Could there be the Thunberg of food looming on the horizon?
The detrimental impacts of processed foods on the United States food supply are now the center of attention for 18-year-old investigative journalist Grace Price of Austin, Texas. Through her online campaigns—which include a documentary titled Cancer: A Food-Born Illness—and petitions to stop the use of vegetable oil in french fry cooking, she has amassed more than forty thousand followers.
According to Grace, junk food has a harmful impact on her generation, equivalent to that of smoking cigarettes. French fries, chocolates, and Diet Coke are among her classmates’ favorite things to eat and drink, but she makes a conscious effort to avoid them. She thinks it’s critical to bring attention to the fact that pesticides, highly processed foods, and sugar are all possible causes of cancer.

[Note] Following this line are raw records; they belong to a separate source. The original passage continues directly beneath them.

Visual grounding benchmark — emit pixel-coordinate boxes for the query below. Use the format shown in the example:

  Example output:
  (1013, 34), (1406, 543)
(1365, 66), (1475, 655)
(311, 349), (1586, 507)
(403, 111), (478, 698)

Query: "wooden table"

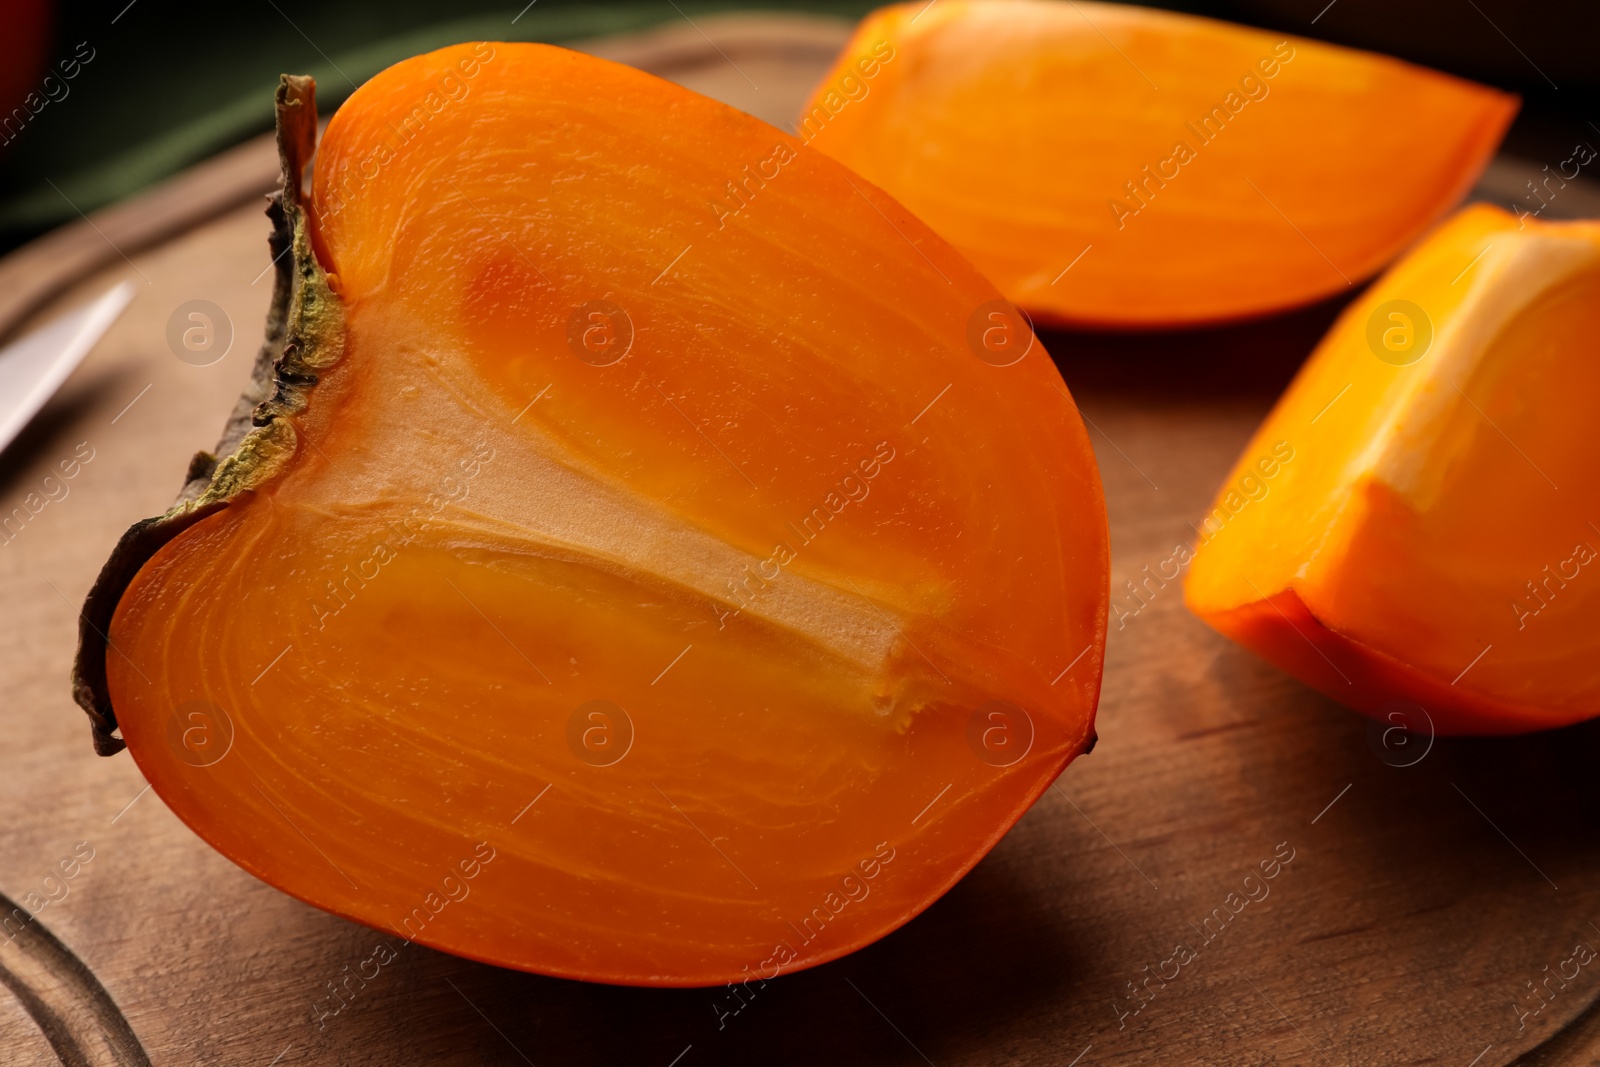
(4, 14), (1600, 1067)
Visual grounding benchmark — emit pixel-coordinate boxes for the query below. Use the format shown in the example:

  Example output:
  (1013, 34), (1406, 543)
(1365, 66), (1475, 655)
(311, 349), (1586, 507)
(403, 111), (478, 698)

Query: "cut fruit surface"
(1185, 204), (1600, 734)
(800, 0), (1516, 328)
(74, 46), (1108, 985)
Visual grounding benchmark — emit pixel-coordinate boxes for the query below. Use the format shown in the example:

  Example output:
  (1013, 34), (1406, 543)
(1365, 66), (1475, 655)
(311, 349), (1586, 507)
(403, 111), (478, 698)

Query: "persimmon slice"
(800, 0), (1517, 328)
(72, 47), (1108, 985)
(1185, 204), (1600, 735)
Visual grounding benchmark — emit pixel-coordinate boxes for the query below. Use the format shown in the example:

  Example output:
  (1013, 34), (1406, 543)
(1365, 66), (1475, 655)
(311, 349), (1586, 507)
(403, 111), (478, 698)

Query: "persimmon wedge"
(801, 0), (1517, 328)
(1185, 204), (1600, 735)
(71, 47), (1108, 985)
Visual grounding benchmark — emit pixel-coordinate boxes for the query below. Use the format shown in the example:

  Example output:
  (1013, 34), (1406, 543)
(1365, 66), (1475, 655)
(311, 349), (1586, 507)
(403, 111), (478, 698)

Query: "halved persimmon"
(72, 46), (1108, 985)
(1185, 204), (1600, 734)
(800, 0), (1517, 328)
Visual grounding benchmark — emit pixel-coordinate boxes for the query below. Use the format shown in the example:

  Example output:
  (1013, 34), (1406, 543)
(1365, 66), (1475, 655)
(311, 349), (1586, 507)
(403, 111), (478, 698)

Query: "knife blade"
(0, 282), (136, 458)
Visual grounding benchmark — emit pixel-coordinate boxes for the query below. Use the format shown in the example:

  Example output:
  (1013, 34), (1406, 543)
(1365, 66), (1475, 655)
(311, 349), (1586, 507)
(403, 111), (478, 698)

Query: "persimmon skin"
(1186, 205), (1600, 735)
(801, 0), (1517, 329)
(1205, 591), (1566, 737)
(100, 45), (1109, 986)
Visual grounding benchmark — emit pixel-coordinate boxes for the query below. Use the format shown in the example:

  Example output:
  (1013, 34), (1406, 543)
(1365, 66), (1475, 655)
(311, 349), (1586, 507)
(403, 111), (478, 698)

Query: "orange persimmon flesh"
(801, 0), (1517, 328)
(1185, 204), (1600, 734)
(102, 44), (1108, 985)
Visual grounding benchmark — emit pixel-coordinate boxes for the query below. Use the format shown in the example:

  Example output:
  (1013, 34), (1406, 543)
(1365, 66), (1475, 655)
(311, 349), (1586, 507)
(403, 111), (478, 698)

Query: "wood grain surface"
(4, 13), (1600, 1067)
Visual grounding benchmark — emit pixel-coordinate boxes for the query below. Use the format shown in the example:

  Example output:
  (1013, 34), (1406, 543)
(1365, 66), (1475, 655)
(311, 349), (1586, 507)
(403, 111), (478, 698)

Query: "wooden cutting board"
(5, 14), (1600, 1067)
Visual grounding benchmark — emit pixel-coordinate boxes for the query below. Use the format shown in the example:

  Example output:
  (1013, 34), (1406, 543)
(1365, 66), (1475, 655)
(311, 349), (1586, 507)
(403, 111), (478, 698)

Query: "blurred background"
(1, 0), (1596, 258)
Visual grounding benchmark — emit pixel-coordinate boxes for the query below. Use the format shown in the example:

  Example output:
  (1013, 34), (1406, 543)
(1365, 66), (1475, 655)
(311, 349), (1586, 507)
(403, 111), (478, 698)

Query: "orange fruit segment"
(74, 46), (1108, 985)
(1185, 204), (1600, 734)
(800, 0), (1517, 328)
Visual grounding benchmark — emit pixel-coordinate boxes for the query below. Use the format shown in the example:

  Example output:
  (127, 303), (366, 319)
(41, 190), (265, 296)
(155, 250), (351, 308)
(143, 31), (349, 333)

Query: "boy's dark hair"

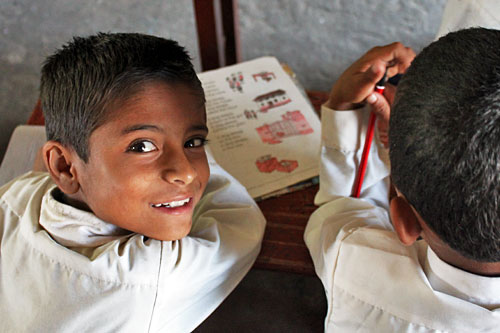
(390, 28), (500, 262)
(40, 32), (204, 162)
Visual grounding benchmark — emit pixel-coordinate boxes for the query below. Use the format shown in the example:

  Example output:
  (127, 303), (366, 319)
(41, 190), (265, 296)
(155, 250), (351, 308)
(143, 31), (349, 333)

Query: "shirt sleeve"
(304, 105), (393, 291)
(151, 152), (266, 332)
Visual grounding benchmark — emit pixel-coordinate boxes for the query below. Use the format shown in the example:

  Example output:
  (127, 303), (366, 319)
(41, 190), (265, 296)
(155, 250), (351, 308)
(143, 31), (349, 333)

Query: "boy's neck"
(53, 188), (91, 212)
(434, 244), (500, 277)
(422, 223), (500, 277)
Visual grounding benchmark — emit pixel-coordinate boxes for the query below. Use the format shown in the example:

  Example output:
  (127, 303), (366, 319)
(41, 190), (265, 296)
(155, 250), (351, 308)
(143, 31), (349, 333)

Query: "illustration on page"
(256, 155), (299, 173)
(256, 110), (313, 144)
(253, 89), (291, 112)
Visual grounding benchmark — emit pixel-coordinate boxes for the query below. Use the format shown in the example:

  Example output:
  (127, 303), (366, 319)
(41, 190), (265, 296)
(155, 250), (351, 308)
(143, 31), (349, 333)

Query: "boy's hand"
(324, 42), (415, 145)
(368, 83), (396, 147)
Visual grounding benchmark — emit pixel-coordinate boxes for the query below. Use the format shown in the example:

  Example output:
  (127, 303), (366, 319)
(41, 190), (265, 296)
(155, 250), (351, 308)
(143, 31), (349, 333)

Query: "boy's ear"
(390, 196), (422, 245)
(42, 141), (80, 195)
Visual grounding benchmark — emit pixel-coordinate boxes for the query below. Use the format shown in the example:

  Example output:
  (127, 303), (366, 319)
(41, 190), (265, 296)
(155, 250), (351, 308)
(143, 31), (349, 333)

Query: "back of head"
(390, 28), (500, 262)
(40, 32), (204, 162)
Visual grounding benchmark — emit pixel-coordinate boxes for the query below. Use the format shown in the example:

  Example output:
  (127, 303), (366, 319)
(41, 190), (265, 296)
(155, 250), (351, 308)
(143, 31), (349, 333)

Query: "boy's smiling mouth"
(151, 197), (192, 208)
(150, 196), (195, 216)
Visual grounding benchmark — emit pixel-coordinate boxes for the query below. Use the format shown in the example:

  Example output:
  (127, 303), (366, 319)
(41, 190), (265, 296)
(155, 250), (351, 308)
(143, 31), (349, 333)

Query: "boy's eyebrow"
(122, 124), (162, 135)
(121, 124), (209, 135)
(190, 124), (209, 133)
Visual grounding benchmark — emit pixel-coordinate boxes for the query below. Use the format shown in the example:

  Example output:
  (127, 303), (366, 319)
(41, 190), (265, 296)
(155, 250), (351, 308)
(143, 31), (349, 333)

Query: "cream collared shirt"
(0, 158), (265, 332)
(304, 106), (500, 332)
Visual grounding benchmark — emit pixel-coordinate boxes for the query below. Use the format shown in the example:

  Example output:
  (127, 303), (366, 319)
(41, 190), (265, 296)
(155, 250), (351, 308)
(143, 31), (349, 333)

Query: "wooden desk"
(254, 184), (319, 275)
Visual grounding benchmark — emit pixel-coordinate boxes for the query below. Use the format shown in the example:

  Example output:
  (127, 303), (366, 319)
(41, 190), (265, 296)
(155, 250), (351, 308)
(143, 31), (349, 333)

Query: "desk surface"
(254, 184), (319, 275)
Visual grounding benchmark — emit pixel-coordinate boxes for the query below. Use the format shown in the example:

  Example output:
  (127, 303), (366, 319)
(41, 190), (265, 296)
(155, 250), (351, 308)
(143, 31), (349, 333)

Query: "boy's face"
(70, 82), (209, 241)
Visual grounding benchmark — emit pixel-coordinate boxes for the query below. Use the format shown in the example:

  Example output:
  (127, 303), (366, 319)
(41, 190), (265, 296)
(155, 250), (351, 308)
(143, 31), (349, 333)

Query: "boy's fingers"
(386, 44), (415, 77)
(366, 92), (390, 123)
(366, 92), (391, 147)
(372, 42), (415, 66)
(326, 42), (414, 111)
(343, 62), (386, 106)
(360, 62), (385, 86)
(364, 42), (416, 78)
(383, 84), (397, 106)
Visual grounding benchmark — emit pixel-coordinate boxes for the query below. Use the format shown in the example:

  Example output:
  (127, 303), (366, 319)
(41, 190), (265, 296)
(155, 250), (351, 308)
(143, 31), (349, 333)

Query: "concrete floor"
(194, 268), (327, 332)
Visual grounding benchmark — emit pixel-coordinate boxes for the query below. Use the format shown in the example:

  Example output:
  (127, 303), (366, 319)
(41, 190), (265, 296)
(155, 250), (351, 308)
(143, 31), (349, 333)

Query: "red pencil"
(352, 70), (387, 198)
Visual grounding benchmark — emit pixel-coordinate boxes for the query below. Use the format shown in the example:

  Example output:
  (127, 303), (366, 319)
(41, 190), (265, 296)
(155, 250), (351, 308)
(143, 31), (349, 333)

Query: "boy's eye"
(185, 137), (208, 149)
(127, 140), (158, 153)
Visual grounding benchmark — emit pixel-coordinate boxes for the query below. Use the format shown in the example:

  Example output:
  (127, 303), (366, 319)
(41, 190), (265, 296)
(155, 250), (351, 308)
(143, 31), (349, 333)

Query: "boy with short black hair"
(305, 28), (499, 332)
(0, 32), (266, 332)
(390, 28), (499, 265)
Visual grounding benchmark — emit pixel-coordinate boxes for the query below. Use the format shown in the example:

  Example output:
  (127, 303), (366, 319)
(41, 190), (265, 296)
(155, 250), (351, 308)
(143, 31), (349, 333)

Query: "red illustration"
(256, 110), (313, 144)
(226, 71), (244, 92)
(252, 71), (276, 82)
(254, 89), (291, 112)
(256, 155), (298, 173)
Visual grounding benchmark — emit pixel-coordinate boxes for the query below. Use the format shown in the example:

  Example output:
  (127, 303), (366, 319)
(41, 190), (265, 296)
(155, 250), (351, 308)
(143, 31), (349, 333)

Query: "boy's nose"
(161, 150), (197, 186)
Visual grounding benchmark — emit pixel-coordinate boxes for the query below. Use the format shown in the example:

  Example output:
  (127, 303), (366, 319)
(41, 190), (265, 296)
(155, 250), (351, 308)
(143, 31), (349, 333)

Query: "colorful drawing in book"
(226, 71), (244, 92)
(256, 155), (298, 173)
(244, 110), (258, 120)
(256, 110), (313, 144)
(252, 71), (276, 82)
(254, 89), (291, 112)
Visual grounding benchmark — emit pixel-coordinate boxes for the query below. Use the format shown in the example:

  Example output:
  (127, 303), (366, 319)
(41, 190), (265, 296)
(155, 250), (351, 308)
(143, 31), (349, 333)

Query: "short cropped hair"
(40, 32), (204, 162)
(390, 28), (500, 262)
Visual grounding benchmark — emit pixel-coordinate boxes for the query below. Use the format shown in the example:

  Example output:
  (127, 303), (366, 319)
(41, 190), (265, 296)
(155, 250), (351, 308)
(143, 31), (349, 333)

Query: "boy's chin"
(147, 221), (193, 242)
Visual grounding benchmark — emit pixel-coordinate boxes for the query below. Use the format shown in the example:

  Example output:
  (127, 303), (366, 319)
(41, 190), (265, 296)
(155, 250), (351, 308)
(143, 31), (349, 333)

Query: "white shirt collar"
(39, 187), (131, 248)
(424, 246), (500, 310)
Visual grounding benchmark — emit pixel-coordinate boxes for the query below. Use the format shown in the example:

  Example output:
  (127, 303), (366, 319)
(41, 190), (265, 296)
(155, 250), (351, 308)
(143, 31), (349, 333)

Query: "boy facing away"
(305, 28), (499, 331)
(0, 33), (266, 332)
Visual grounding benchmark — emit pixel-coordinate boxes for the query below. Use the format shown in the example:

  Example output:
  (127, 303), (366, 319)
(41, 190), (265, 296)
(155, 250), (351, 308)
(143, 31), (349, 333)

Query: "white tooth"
(167, 198), (190, 207)
(153, 198), (190, 208)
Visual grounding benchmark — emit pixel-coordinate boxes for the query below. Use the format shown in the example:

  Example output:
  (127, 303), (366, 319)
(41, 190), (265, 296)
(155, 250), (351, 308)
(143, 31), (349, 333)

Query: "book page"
(198, 57), (321, 198)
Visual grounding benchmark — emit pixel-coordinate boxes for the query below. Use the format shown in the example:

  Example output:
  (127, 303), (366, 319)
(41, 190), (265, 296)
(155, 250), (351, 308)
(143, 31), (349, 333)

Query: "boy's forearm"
(314, 42), (415, 204)
(314, 104), (390, 205)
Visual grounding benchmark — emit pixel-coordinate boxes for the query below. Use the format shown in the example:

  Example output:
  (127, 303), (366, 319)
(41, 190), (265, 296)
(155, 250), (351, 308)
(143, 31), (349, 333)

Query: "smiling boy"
(49, 82), (210, 241)
(0, 33), (265, 332)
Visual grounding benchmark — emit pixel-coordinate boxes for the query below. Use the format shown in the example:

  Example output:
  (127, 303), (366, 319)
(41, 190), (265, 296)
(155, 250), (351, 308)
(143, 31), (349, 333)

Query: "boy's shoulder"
(0, 171), (163, 283)
(0, 172), (54, 216)
(329, 227), (499, 331)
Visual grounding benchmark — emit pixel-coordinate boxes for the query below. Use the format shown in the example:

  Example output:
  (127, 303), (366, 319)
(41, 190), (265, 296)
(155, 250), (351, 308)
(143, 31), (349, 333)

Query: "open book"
(198, 57), (321, 199)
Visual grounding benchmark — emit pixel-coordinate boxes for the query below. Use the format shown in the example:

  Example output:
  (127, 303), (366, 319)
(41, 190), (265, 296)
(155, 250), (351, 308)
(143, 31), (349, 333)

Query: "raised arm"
(315, 42), (414, 204)
(304, 43), (415, 290)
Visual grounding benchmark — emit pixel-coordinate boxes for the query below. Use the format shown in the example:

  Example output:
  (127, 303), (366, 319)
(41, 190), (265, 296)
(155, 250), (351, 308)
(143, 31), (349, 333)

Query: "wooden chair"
(193, 0), (241, 71)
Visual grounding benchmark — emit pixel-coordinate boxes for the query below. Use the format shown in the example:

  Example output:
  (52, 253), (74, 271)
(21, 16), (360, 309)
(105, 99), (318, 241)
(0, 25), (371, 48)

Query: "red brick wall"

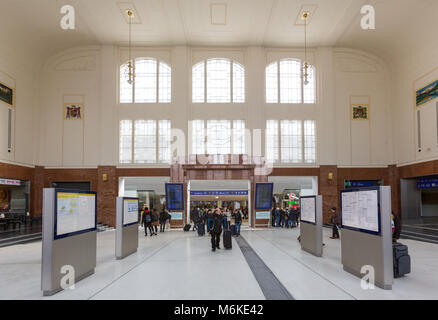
(3, 159), (438, 227)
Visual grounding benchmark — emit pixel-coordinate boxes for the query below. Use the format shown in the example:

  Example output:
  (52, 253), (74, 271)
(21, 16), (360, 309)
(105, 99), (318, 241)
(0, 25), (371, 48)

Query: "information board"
(169, 212), (183, 220)
(341, 188), (380, 234)
(300, 196), (316, 224)
(255, 211), (270, 219)
(55, 190), (96, 239)
(165, 183), (185, 211)
(255, 183), (274, 210)
(123, 198), (139, 226)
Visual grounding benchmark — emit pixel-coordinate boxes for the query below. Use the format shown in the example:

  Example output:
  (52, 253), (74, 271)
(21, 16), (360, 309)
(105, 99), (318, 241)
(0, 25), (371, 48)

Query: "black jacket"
(208, 213), (223, 233)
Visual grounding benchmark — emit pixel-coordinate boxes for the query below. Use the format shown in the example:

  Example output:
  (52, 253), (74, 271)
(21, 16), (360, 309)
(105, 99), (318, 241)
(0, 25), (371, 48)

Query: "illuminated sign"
(0, 178), (21, 186)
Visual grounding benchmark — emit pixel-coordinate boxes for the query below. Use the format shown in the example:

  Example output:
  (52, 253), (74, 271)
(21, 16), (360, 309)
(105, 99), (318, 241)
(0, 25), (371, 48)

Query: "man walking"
(208, 208), (224, 252)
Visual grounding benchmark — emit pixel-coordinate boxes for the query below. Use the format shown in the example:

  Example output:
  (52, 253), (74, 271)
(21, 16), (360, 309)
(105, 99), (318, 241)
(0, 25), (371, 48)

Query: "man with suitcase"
(208, 208), (224, 252)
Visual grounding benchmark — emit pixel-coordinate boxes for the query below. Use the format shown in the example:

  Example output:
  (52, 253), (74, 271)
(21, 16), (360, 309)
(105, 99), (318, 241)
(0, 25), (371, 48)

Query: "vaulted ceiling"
(1, 0), (436, 69)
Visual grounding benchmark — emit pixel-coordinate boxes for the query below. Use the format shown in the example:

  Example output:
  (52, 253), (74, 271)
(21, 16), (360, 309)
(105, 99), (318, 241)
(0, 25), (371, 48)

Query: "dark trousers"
(160, 222), (166, 232)
(144, 223), (153, 235)
(332, 224), (339, 238)
(211, 231), (222, 249)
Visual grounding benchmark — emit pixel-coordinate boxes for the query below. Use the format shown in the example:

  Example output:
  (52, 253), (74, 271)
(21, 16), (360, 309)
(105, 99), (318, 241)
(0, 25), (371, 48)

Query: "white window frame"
(119, 119), (172, 164)
(192, 59), (245, 103)
(265, 59), (316, 104)
(265, 119), (317, 164)
(190, 120), (246, 155)
(120, 58), (171, 104)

It is thought that the majority of cancers are caused by changes in genes, with the rest being impacted by bad lifestyle choices, including smoking, drinking too much alcohol, and eating poorly. Incidences of colon cancer in those younger than 50 have more than doubled in the past 20 years, according to research.
On her social media account, Grace demands that big food companies stop making french fries with vegetable oils like maize and soybean. She plans to grill Coca-Cola executives on the company’s sugary drinks. She supports the ban on food dyes used in candy, saying they are carcinogenic.
After her grandfather, Hank, died of cancer when he was 89, Grace felt that with a better diet, he could have lived longer. Hank outlived the typical American male by an entire decade, with the poor diet she believes shortened his life.
Grace thinks that growing up in South Texas without access to healthy food led to his frequent ingestion of processed foods and fried chicken, which ultimately caused his stomach cancer.
Many people would love to live to just under 90 while “eating what they want.”
Nevertheless, the young woman is on a noble crusade to educate people about the dangers of junk foods.